Not all water softeners add salt to the water. nuvoh2o sells a water softener that does not use salt.

ProllyInfamous an hour ago | parent [-]

While this may be true (have no knowledge | how does it work w/o salts?), the OEM will immediately void your warranty if you use any sort of homeowner water softener, per both Rheem and AOS installation manuals.

I have both; mine are warranted "platinum|10yrs" — why chance it?

ProllyInfamous 2 hours ago | parent | prev [-]

Correct. This is the reason.

dzhiurgis an hour ago | parent | prev [-]

> which also dehumidifies and cools your house (passive result of heatpump).

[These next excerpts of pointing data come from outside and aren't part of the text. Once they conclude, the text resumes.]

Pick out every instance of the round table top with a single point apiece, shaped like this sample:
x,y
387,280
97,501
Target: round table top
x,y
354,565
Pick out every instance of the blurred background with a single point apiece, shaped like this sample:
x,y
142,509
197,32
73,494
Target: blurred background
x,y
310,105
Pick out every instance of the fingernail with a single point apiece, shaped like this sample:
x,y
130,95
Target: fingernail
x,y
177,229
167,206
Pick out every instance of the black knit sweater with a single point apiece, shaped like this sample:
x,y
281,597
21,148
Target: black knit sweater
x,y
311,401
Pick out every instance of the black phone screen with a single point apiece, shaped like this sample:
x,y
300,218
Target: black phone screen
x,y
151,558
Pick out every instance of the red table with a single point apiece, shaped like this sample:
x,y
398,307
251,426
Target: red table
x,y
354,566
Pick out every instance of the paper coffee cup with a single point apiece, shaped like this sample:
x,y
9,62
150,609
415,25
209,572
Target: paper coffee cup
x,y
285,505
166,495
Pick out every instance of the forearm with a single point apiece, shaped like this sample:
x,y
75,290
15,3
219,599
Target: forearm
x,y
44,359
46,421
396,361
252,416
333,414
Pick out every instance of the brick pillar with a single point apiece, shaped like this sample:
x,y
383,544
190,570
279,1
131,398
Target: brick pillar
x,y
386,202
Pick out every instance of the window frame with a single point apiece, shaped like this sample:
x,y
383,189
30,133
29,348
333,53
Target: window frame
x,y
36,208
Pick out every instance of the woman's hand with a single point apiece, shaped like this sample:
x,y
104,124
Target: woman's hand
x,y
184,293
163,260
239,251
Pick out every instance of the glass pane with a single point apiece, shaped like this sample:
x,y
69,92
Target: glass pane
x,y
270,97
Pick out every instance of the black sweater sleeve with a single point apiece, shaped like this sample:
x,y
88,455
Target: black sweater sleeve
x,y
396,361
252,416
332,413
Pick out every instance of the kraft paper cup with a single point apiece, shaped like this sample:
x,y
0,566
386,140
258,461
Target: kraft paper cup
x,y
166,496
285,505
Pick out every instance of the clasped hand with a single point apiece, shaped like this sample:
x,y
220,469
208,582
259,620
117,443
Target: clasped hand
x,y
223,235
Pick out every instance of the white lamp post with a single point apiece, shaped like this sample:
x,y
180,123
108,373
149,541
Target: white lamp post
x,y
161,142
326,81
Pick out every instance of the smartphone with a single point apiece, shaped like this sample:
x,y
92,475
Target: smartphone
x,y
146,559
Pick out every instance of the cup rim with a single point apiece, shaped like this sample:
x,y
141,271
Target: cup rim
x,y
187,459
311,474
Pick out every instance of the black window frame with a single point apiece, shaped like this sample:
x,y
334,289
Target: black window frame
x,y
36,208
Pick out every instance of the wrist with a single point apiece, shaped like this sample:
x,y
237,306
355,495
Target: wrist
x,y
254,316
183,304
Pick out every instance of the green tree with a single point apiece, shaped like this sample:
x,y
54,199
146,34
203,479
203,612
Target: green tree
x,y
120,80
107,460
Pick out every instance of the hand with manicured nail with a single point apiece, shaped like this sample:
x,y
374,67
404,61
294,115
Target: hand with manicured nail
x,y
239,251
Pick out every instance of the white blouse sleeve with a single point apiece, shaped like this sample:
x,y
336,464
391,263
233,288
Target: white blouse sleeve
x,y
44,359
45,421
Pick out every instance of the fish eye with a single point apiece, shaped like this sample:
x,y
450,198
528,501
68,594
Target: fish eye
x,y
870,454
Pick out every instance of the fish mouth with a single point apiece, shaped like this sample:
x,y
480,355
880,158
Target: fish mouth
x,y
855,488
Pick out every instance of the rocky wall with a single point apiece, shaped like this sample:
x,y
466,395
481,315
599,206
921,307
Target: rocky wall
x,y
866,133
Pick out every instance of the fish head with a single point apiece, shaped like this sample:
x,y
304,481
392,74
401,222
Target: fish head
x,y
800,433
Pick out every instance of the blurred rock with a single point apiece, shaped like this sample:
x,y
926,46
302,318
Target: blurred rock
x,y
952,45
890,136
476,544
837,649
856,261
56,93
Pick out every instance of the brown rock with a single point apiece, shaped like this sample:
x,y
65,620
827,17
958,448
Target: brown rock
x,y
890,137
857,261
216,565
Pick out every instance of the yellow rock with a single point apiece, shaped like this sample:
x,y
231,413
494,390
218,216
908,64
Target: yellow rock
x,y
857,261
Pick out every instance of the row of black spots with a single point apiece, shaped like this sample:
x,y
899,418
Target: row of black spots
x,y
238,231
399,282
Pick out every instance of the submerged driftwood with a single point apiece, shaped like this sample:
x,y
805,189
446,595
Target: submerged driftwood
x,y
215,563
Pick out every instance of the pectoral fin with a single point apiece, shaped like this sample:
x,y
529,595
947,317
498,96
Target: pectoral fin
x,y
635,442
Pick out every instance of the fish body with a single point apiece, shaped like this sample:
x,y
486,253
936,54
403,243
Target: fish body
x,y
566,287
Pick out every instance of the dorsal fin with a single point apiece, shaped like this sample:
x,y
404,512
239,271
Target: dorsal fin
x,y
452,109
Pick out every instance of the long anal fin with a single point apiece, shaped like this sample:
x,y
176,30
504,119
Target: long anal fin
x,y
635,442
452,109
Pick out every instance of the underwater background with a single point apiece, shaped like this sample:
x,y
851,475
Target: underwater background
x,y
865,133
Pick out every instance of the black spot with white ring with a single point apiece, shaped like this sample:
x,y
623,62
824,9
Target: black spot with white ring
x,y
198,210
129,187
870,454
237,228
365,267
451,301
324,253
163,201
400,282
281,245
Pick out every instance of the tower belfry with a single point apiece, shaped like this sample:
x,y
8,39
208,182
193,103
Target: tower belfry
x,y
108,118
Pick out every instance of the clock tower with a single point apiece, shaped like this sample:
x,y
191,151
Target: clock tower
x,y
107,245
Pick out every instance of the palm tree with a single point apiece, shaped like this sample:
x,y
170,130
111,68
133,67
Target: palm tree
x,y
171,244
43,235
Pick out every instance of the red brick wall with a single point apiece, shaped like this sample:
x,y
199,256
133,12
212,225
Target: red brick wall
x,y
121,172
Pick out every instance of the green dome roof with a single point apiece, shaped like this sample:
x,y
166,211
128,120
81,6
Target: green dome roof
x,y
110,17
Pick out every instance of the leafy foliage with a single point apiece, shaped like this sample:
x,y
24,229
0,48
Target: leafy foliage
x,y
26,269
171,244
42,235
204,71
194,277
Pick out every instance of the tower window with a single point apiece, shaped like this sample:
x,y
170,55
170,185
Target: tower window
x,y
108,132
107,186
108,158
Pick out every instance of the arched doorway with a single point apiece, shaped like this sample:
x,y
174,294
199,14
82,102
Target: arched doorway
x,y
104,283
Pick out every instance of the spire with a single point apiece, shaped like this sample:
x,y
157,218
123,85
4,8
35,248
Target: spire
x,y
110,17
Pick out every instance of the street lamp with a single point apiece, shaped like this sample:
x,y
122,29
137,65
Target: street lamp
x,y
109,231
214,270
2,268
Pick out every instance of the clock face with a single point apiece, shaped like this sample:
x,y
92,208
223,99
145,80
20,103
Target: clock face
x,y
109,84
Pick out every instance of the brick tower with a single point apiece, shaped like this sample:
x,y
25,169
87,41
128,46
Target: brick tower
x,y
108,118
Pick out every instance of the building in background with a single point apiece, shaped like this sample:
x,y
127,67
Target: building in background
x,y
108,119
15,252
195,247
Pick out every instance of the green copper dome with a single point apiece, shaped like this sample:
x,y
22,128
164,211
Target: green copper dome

Wait do you install these indoors? I get it's pretty hot in Tennessee, but still got some winters? Also isn't noise an issue?

In most of Australia these are installed outdoors. Pool heaters is another one where one could harvest indoor heat.

ProllyInfamous an hour ago | parent [-]

>Wait do you install these indoors?

Absolutely. Not just because of the heat, but because large parts of Tennessee are subtropical rainforest (~60+" annual rainfall) so dehumidification is absolutely essential. Why not get free dehumidification from heating water?

Installing an air-exchanging heatpump OUTSIDE?!? is absolutely a massive waste of energy in such a climate (and many more).

>isn't noise an issue?

All four of mine are installed in 20sqft utility closets, using insulated ducting to top-wall registers (also, insulated). For my first install, only, I used a solid metal 90° to pierce the wall/inlet (this one is loudest, basically as if the wall weren't there).

Granted, there is definitely a "louder" side (the inlet-sides), but not by much. None of my utility closets are insulated (from surrounding draw rooms), and the entire unit isn't loud enough to justify more than just a layer of sheetrock on both side of the wall/partition.

If this was installed in a garage, it would definitely be known-to-be-on, but not aggressively-so (if you have a workbench outside, e.g.). I don't know the decibel rating, but it's about the same loudness as a stand-alone dehumidifier (same wattage/concept, actually), without walls.

Should you desire the quietest install, insulate the wall (between studs) and use dual 6" insulated ducting, with switchbacks, for both inlet and outlet (that's a lot of hardware). In such an unnecessary installation, it would be whisper-quiet.